“I come as a friend to offer my help to this very interesting republic,” wrote a 19-year-old Marquis de Lafayette from aboard the ship he was sailing on from France to fight alongside the Americans against the British in 1777. Lafayette was to become an iconic figure in the American war of independence. And that is a good reference point to ask questions about the youth, Indians, yes, but primarily Kashmiris, who find themselves in the situation Kashmir is beset with. It is by now a truism that, particularly, the uprising of 2010, soaked in the blood of over a hundred Kashmiri youngsters, marked a turning point of sorts. The whole apparatus of a sham democracy came crashing down, and a younger generation of Kashmiris became more aware of their circumstances; the utter discrepancy between what the media, the state discourse – sometimes even their parents – had told them about the ‘Kashmir problem’ and what exists. That uprising did result in a younger generation of Indian students and activists, albeit small in number, question state narratives. But what of the young generation of Kashmiris?

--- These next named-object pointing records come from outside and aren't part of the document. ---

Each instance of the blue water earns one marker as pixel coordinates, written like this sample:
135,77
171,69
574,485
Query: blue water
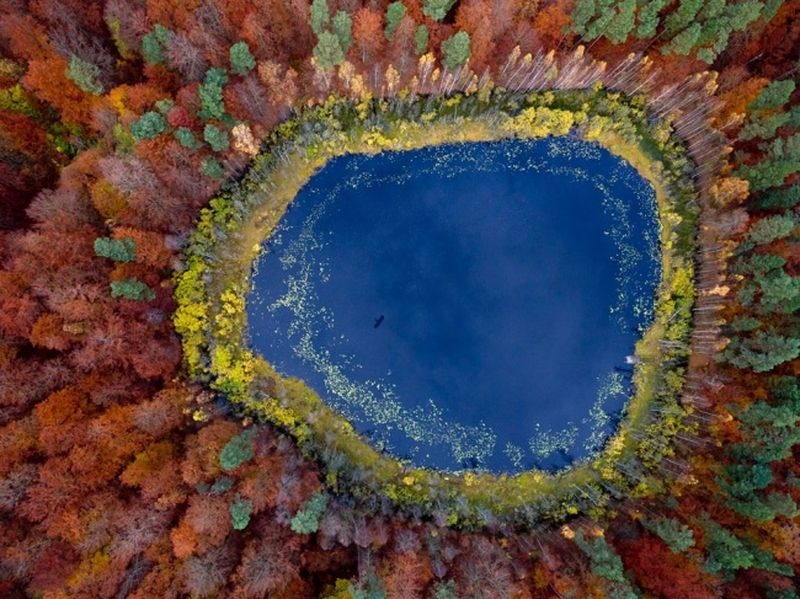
465,306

The bitter truth seems to be a generation that is either unaware of what has been done to their people, their land, and some who take up cudgels, or a diametrically opposed section that just seems not to care. Another bitter truth is about incipient stages of a class divide. Many of the youngsters hounded, arrested, and charged with draconian laws, belong to the ‘not so well off’ sections of Kashmiri society. One contributing factor in this might well be that the massive campaign of erasure, of wiping out memory, the state has been engaged in has been successful. A section of Kashmiri youngsters seems to be conflating the apparent ‘freedoms’ cited to them by that most dangerous section called ‘Indian liberals’ with what their actual aspirations are. Scratch the surface, and most Kashmiris have the same aspirations, but fogged over by a multitude of discourses they are subjected to.
Thus, it is the basic duty of younger Kashmiris to not forget, to seek answers, to delve into ‘what happened,’ to reject the idea that their aspirations have to be dictated by someone else. And, importantly, to remember that they need to obliterate class divides, and see themselves for what they are. They may not have a Lafayette, they will need to depend on their own will.